A worked example: a marketing team plans a product launch with a 30-business-day creative phase starting Monday, May 4, 2026. Adding 30 business days under the US federal calendar runs the phase through Memorial Day (May 25) and Juneteenth (June 19), each of which costs the team one working day, so the launch milestone lands in mid-June rather than mid-June minus two days. The same logic applies to engineering hand-offs, ASIC tape-out windows, and supplier production lead times: the working-day count is the contractual unit, and weekends and holidays have to be subtracted from calendar lead time to get the realistic finish date.

For informational purposes only

This calculator provides general estimates based on business day counting rules. It does not constitute legal advice. Deadlines in legal, regulatory, or contractual matters may be subject to jurisdiction-specific rules, court orders, or statutory exceptions. Always verify critical deadlines with a qualified professional.

Frequently Asked Questions

How does adding business days help with project planning?
When a sprint, milestone, or campaign is sized in working days, adding business days gives the actual delivery date instead of a calendar approximation. A two-week sprint that starts on a Monday and contains a federal holiday lands nine business days out, not ten; a six-week design phase that crosses Memorial Day and Juneteenth needs the holidays factored in to keep the schedule honest. Add the planned working-day count to the start date and the result is the realistic deadline you can put on a Gantt chart.
What is the difference between adding calendar days and business days?

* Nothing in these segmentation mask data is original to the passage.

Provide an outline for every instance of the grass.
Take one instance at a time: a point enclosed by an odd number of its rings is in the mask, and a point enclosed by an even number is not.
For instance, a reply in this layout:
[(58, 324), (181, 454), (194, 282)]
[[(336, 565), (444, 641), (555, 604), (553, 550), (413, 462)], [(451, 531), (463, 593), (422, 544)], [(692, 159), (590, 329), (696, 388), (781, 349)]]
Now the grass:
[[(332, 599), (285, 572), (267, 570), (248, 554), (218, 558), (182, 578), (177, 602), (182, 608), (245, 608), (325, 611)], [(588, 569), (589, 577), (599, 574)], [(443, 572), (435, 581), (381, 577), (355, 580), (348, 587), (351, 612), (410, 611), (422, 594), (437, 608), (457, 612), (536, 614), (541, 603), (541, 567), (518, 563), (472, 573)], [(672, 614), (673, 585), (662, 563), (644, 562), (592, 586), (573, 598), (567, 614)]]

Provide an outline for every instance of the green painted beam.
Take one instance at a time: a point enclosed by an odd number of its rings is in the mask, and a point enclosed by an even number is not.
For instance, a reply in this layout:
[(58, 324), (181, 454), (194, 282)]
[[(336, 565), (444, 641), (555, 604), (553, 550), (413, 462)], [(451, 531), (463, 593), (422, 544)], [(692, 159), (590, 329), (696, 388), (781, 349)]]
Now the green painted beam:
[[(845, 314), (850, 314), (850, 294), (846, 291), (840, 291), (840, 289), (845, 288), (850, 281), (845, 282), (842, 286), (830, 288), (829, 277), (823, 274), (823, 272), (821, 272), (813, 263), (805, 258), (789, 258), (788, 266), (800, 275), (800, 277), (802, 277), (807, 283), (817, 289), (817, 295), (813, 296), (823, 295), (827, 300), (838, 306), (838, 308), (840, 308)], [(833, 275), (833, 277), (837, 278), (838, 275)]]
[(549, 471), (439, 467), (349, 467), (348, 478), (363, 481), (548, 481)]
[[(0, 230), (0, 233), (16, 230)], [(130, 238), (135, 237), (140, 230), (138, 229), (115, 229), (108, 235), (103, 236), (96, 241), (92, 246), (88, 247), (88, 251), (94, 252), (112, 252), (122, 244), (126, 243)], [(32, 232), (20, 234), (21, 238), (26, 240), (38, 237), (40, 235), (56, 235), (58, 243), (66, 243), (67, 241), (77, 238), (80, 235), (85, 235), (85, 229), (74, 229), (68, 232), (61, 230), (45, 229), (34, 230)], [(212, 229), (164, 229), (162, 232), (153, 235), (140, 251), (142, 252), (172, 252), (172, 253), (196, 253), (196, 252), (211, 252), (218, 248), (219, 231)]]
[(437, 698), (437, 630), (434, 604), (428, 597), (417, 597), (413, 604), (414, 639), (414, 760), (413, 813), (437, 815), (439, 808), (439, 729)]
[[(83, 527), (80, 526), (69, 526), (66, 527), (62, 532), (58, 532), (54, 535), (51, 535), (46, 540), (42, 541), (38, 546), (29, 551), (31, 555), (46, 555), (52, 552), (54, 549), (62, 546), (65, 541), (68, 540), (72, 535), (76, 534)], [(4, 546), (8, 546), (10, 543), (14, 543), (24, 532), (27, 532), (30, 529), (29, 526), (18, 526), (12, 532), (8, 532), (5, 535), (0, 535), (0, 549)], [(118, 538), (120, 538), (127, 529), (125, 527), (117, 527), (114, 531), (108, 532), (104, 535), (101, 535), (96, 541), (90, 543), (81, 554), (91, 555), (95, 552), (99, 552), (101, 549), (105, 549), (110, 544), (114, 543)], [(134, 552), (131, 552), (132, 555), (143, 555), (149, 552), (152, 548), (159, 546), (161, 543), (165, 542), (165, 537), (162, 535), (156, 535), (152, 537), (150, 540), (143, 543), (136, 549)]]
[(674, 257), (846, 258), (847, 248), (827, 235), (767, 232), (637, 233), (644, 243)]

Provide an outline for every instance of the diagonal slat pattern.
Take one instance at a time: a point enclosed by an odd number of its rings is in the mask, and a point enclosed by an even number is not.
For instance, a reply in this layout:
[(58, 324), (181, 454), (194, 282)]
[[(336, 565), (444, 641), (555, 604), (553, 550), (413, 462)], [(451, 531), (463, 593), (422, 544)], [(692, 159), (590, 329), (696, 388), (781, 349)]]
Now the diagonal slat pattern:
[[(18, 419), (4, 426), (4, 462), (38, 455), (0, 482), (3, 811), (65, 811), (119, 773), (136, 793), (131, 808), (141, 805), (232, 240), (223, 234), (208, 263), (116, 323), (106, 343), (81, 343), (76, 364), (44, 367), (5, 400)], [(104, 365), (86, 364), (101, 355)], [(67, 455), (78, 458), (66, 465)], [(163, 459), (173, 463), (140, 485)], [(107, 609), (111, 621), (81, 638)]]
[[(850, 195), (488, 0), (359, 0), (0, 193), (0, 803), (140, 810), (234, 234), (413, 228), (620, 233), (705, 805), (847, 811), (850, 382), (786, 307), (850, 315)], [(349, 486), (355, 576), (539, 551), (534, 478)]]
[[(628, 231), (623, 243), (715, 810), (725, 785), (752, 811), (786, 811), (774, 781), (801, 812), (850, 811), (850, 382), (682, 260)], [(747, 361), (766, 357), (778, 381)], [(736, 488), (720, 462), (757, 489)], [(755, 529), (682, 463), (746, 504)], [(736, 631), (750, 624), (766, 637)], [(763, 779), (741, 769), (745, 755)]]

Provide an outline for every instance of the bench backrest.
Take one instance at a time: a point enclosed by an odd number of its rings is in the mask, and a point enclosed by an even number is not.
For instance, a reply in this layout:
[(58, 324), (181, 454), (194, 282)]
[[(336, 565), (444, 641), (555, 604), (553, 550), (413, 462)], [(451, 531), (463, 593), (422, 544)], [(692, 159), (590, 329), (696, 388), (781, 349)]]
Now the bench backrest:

Adding calendar days counts every day including weekends and holidays. Adding business days only counts working days. For a 10-day business window, the calendar equivalent is typically 14 days (2 weeks), and longer if any federal holidays fall in the period.
How do I plan a milestone that has to land on a specific weekday?

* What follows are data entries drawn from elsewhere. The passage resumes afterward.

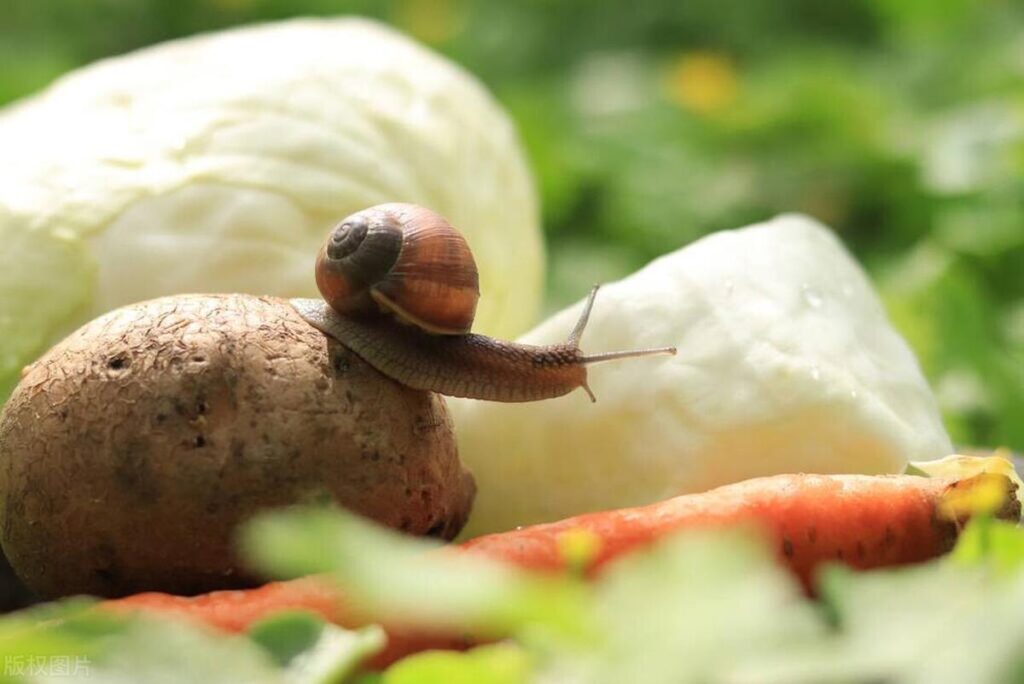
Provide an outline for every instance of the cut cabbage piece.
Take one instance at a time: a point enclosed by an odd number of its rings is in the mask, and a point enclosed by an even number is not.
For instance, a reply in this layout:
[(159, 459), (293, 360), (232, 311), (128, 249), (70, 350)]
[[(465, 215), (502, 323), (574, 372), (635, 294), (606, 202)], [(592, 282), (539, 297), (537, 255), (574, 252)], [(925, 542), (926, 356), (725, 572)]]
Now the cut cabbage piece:
[[(582, 302), (522, 342), (563, 340)], [(785, 472), (898, 473), (952, 451), (913, 353), (861, 268), (797, 215), (710, 235), (602, 288), (583, 392), (450, 402), (478, 486), (467, 534)]]

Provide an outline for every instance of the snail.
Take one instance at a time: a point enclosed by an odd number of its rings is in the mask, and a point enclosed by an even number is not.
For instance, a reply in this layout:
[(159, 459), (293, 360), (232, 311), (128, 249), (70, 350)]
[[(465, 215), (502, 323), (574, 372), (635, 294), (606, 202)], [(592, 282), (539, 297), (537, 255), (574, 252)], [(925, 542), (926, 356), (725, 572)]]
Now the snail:
[(587, 385), (587, 366), (674, 347), (584, 354), (594, 306), (561, 344), (535, 346), (471, 333), (480, 296), (473, 254), (444, 218), (412, 204), (352, 214), (330, 232), (316, 261), (323, 300), (293, 299), (315, 328), (384, 375), (415, 389), (490, 401), (549, 399)]

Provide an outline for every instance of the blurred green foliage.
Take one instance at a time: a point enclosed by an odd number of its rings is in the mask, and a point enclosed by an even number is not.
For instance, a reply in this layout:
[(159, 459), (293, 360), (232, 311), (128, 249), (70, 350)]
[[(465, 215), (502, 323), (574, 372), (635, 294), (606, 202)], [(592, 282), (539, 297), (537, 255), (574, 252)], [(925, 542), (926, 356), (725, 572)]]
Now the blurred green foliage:
[(871, 271), (954, 439), (1024, 449), (1024, 3), (6, 0), (0, 103), (80, 64), (298, 15), (477, 74), (539, 180), (549, 308), (801, 211)]

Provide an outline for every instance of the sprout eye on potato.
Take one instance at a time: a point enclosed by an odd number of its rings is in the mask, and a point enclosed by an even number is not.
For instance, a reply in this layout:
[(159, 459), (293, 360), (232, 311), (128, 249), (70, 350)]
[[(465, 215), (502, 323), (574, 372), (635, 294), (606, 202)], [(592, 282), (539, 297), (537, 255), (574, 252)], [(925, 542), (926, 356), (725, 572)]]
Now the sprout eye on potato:
[(474, 493), (443, 400), (247, 295), (80, 328), (27, 369), (0, 463), (4, 550), (42, 596), (250, 584), (235, 527), (311, 499), (447, 539)]

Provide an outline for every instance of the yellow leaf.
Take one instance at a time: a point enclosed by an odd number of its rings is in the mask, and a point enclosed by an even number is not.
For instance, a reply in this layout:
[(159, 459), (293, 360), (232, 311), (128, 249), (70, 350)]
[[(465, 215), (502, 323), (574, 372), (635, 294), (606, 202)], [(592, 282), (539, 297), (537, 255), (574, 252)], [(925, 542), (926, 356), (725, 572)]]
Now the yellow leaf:
[(910, 465), (929, 477), (964, 479), (980, 473), (1005, 475), (1017, 485), (1019, 491), (1024, 491), (1024, 482), (1014, 469), (1007, 449), (997, 449), (989, 456), (953, 454), (935, 461), (911, 461)]
[(939, 516), (946, 520), (966, 520), (978, 515), (994, 515), (1006, 504), (1012, 489), (1003, 474), (980, 473), (958, 480), (939, 502)]

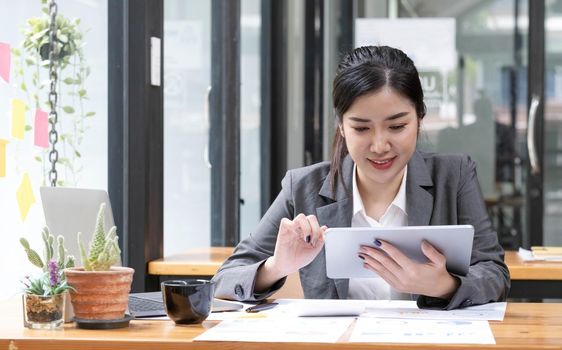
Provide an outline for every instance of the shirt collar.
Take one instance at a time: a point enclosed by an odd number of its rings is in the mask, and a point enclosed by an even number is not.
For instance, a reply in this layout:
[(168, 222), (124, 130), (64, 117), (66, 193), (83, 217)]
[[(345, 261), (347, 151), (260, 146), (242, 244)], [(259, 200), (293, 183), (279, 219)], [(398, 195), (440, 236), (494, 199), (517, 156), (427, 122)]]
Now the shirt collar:
[[(396, 197), (392, 200), (390, 205), (394, 205), (402, 210), (405, 214), (406, 212), (406, 177), (408, 176), (408, 167), (404, 169), (404, 176), (402, 177), (402, 182), (400, 183), (400, 188), (398, 189), (398, 193), (396, 193)], [(353, 165), (353, 215), (357, 214), (358, 212), (363, 212), (365, 215), (365, 207), (363, 206), (363, 200), (361, 199), (361, 195), (359, 194), (359, 188), (357, 187), (357, 165)]]

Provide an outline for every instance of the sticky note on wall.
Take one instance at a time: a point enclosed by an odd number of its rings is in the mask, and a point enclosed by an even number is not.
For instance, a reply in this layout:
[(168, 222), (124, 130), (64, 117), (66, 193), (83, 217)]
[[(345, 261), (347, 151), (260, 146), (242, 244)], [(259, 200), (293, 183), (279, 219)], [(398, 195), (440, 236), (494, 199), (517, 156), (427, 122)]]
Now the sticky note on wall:
[(49, 123), (47, 112), (40, 109), (35, 111), (35, 146), (49, 147)]
[(8, 140), (0, 139), (0, 177), (6, 176), (6, 144)]
[(33, 188), (31, 187), (31, 181), (29, 180), (29, 175), (27, 173), (23, 174), (21, 183), (16, 191), (16, 199), (18, 201), (21, 220), (25, 221), (25, 218), (27, 218), (27, 214), (29, 213), (29, 209), (35, 203)]
[(17, 98), (12, 100), (12, 137), (23, 140), (25, 133), (25, 103)]
[(10, 82), (11, 60), (10, 44), (0, 42), (0, 78), (6, 83)]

Add business days from your start date to find the natural landing day, then nudge the planned milestone forward or back to the desired weekday. For example, a customer demo planned for the Tuesday after a 20-business-day build phase starting on a Monday lands four weeks out under a holiday-free month, but two weeks of holidays inside the period push the demo into the following week. The calculator shows the actual landing day so the demo invitation can go out with confidence.

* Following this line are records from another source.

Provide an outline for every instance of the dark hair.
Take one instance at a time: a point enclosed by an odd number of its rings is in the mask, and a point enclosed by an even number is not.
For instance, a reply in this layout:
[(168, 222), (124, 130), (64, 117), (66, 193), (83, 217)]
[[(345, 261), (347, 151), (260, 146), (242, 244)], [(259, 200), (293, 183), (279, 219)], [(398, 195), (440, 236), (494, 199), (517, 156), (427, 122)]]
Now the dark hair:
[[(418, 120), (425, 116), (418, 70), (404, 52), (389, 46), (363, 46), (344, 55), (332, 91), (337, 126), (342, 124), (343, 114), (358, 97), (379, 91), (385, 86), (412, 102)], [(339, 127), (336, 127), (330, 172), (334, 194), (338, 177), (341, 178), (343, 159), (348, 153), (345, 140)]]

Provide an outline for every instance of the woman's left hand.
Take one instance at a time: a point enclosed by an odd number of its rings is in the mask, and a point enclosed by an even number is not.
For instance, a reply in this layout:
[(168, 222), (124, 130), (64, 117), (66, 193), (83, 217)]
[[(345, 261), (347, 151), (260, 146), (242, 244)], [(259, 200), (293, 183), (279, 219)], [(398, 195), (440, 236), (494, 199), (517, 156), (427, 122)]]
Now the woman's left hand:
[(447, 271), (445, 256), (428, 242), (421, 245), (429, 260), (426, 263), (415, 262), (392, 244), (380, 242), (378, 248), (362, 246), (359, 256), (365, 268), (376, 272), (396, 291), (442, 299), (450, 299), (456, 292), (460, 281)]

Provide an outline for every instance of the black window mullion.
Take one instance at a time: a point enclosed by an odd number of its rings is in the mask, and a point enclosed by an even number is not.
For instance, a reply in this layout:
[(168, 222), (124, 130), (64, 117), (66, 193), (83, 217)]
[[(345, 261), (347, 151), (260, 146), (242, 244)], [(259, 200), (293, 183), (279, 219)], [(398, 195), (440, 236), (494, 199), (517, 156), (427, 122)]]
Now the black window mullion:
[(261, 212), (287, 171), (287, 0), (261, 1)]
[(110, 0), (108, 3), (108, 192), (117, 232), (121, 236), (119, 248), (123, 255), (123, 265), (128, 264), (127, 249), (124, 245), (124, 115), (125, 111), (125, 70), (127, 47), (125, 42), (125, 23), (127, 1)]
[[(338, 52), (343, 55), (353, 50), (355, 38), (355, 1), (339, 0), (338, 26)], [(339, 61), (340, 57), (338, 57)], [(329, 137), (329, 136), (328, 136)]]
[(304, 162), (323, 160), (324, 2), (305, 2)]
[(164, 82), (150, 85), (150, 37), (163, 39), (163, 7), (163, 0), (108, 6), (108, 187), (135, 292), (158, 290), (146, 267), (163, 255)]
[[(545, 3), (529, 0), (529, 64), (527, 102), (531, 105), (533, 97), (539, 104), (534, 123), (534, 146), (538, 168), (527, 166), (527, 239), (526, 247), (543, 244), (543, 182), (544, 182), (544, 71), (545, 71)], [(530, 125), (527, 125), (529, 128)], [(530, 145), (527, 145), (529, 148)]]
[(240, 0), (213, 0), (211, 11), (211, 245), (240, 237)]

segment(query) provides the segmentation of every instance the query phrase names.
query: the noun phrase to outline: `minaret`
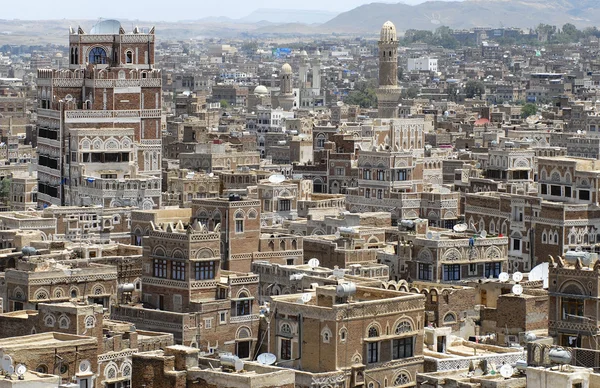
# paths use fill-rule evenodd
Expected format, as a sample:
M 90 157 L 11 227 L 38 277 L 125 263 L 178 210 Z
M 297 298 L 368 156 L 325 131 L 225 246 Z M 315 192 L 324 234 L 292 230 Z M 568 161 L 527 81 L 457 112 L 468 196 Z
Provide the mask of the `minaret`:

Can I add business days across a quarter or year boundary?
Yes. Year and quarter boundaries are not special; the calculator counts working days continuously and applies the holiday calendar that covers the whole period. Adding 60 business days from late November typically lands in mid-to-late February under the US calendar because Thanksgiving, Christmas, New Year's Day, MLK Day, and Presidents' Day all fall in that span.
How is this different from the Business Days From Today calculator?
This page is built for project planning where the start date is something other than today, like a project kickoff or a contract effective date. The Business Days From Today calculator pre-fills today's date and is built for deadline-tracking scenarios. Both use the same underlying business-day math; the difference is the workflow.